For inflammatory disease, Nally has pointed Generate:Biomedicines toward asthma. The first patient was dosed with Generate:Biomedicines’ anti-TSLP antibody GB-0895 for asthma in December 2023.
Nally said they have scaled up several development-stage assets with “best-in-class” profiles to add to their work on infectious and inflammatory diseases. These include an anti-hemagglutinin (HA) monoclonal antibody that targets the flu and a highly potent anti-IL-13 monoclonal antibody for some type-2 inflammation-mediated diseases, such as atopic dermatitis.
But Nally cannot depend on the bandwidth and financing, of which they have plenty, having raised the highest series C in biotech in 2023. To make the impact he envisions, Nally and Generate:Biomedicines need partnerships.
That’s why the announcement that Amgen has exercised its rights under an existing collaboration agreement with Generate:Biomedicines to opt in for a sixth program is noteworthy. This represents the first expansion of the original agreement. Amgen will make an undisclosed upfront payment and will pay up to $370 million in future milestones and royalties up to double digits for this new program.
The original collaboration agreement signed two years ago was initially a five-target collaboration, with Amgen paying Generate:Biomedicines $50 million upfront and providing some equity financing into the series C financing. The agreement also outlined the opportunity for Generate:Biomedicines to earn up to $370 million in milestones on each of the five targets.
There was also the provision for Amgen to exercise the right to opt into more targets for additional economic consideration, and this is the first of those additional opt-ins.
“The way the deal works is that anything that we are working on ourselves or a series of reserve targets are off limits to Amgen, or, at a minimum, we can say, ‘Do we want to do that outside of that universe?’” said Nally. “[Amgen] can nominate any target across any disease area for us to work on, and that structure has worked well. They give us some of the challenges they’ve had a hard time solving in their labs. Amgen brings a wealth of expertise in… engineering, manufacturing, clinical development, and commercialization, and we bring our unique approach to applying machine learning to protein design.”

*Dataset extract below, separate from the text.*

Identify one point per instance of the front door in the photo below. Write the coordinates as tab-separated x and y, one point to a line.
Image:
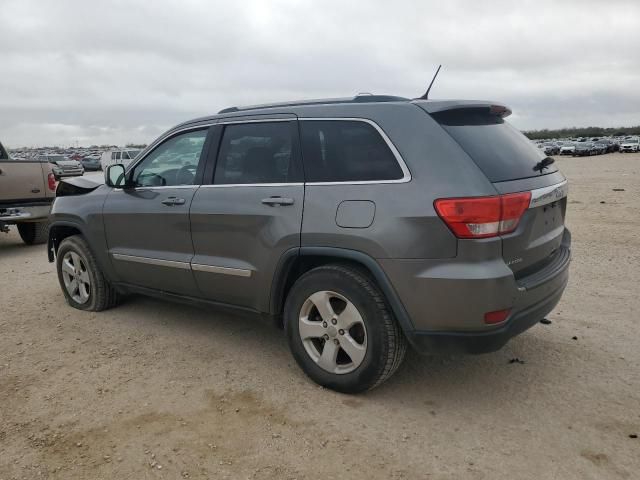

So, is Nally living up to his expectations?
It’s too early to tell how big a splash generative AI can make in drug development—the field is in its nascent stages.
Amgen’s move coincides with David Reese, MD, the key architect of Amgen’s artificial intelligence and advanced technology initiatives with a focus on R&D, taking on the CTO role. The move opened up the head of R&D position, which Jay Bradner, MD, will fill as he looks to pursue the next chapter of scientific contribution after leaving Novartis in 2022, much like Nally is doing.
It’s possible that the therapeutics born out of work at Generate:Biomedicines will create an asteroid-driven tsunami that will shake the entire world. It’s also possible that the splash will cause no more than a ripple from a raindrop. With somewhere over $400 million in runway cash and Amgen’s decision to opt-in to the collaboration with Generate:Biomedicines (for perhaps not the last time), it’s possible that in a few years, we’ll experience the kinds of waves that the surfers in The Endless Summer dreamed of.